Jasmin Graham came to the College with a strong interest in marine wildlife conservation. Right away, she saw the opportunity to get involved in hands-on research and she jumped at it. Since then, she’s been examining the evolutionary history of hammerhead sharks while preparing for what promises to be a bright future in marine biology.
“The marine biology program here is very keen to have students participate in research early in their college careers,” she says. “So, my first semester here, I went to the research matchmaking day that the department puts on and met several professors. One of them talked with me at length. He didn’t have room for me in his lab that semester, but he told me to stay in touch. I did, and that led to me working with him as an undergraduate researcher the following summer.”
Jasmin not only spent that summer researching, but she received a grant through the Summer Undergraduate Research Funding (SURF) program that enabled her to continue her research the next summer, too.
“During the first summer, I used anatomical data to trace the evolutionary history of hammerhead sharks in our lab. I was actually nominated by a professor to present that research at a national conference, so I went to Arlington, Va., to do that. Then, during the second summer, I looked at the same topic, but used molecular data by employing a technique that my professor had developed in the lab.”
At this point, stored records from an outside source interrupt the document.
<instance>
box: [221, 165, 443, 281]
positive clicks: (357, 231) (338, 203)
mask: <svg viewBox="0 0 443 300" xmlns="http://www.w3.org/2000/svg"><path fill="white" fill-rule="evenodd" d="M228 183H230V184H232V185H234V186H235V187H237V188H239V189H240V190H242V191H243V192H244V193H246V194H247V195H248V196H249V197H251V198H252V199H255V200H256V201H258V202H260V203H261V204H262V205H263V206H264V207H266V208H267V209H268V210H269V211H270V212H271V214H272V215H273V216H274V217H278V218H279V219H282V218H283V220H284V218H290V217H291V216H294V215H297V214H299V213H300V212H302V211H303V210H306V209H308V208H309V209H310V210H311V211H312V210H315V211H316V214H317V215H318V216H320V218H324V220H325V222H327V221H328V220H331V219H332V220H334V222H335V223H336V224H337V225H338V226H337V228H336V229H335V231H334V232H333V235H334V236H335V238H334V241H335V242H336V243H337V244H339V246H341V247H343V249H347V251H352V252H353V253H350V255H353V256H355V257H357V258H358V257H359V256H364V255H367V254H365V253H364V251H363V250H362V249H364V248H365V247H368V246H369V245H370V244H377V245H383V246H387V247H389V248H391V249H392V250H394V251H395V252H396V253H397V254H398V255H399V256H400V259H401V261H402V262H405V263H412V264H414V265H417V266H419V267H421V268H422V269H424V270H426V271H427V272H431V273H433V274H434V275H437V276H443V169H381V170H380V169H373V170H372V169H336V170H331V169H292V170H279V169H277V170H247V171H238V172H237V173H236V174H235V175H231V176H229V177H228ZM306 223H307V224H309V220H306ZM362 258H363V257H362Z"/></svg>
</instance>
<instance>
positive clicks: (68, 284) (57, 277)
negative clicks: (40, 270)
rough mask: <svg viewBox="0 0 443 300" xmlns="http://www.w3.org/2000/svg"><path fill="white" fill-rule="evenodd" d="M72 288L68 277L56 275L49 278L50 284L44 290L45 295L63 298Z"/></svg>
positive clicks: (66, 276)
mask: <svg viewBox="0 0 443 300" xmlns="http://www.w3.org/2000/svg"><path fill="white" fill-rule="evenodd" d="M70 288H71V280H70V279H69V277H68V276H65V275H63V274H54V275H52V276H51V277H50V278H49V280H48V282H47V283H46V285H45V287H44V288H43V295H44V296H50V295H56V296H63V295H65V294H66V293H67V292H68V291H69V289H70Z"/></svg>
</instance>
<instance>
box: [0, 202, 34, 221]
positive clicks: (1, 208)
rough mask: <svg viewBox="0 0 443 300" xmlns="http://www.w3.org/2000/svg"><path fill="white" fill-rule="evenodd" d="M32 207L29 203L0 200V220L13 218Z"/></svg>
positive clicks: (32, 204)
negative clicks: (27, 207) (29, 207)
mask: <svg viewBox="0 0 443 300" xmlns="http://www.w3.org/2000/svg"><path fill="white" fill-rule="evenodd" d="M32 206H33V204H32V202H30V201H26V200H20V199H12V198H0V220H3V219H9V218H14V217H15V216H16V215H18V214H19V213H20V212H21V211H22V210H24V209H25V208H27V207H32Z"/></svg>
Jasmin particularly appreciates the lab environment in this program. “From the professor to the lab manager to the students, there is an open dialogue and exchange of ideas, as well as a willingness to try new approaches.
And, she says, doing research so early in her college career made her more capable. “It was easier to absorb the material I studied in the classes that I took later on. That’s one of many tremendous advantages that this program offers.